The instrument panel of the Bell Aircraft Corporation X-1B was quite conventional in appearance and fairly typical of 1950s vintage research aircraft. Primary flight instrumentation was centrally mounted, with propulsion system and test equipment switches and instruments scattered throughout available space. Foot pedals and a center stick with no side controls were all part of the package in the cockpit. NACA High-Speed Flight Station technicians maintained the instrumentation in the aircraft. The Bell X-1B was a second-generation X-1 used by the U.S. Air Force for pilot familiarization before being turned over to NACA in December 1954. The X-1B had a modified fuselage with greater capacity for fuel tanks, an improved cockpit, and a turbopump fuel system as compared with the X-1. The NACA used the X-1B primarily for aerodynamic heating and reaction-control research from 1956 to 1958. The aircraft was fitted with special instrumentation for exploratory aerodynamic heating tests.
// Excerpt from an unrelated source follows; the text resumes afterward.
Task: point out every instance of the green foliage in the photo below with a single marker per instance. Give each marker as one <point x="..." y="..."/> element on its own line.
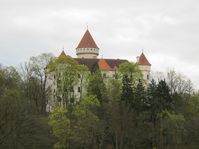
<point x="97" y="87"/>
<point x="77" y="128"/>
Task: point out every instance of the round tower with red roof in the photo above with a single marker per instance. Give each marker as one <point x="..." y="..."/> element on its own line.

It had over 300 thermocouples installed on it. The X-1B was the first aircraft to fly with a reaction-control system; a prototype of the reaction-control system used on the X-15 and other piloted test aircraft. The X-1B was given to the Air Force Museum at Wright-Patterson Air Force Base Dayton, Ohio, on January 27, 1959, for preservation and display. This aircraft completed a total of 27 glide and powered flights by eight U.S. Air Force and two NACA test pilots. Second-generation X-1 aircraft were 35.8 feet long and had a wingspan of approximately 28 feet.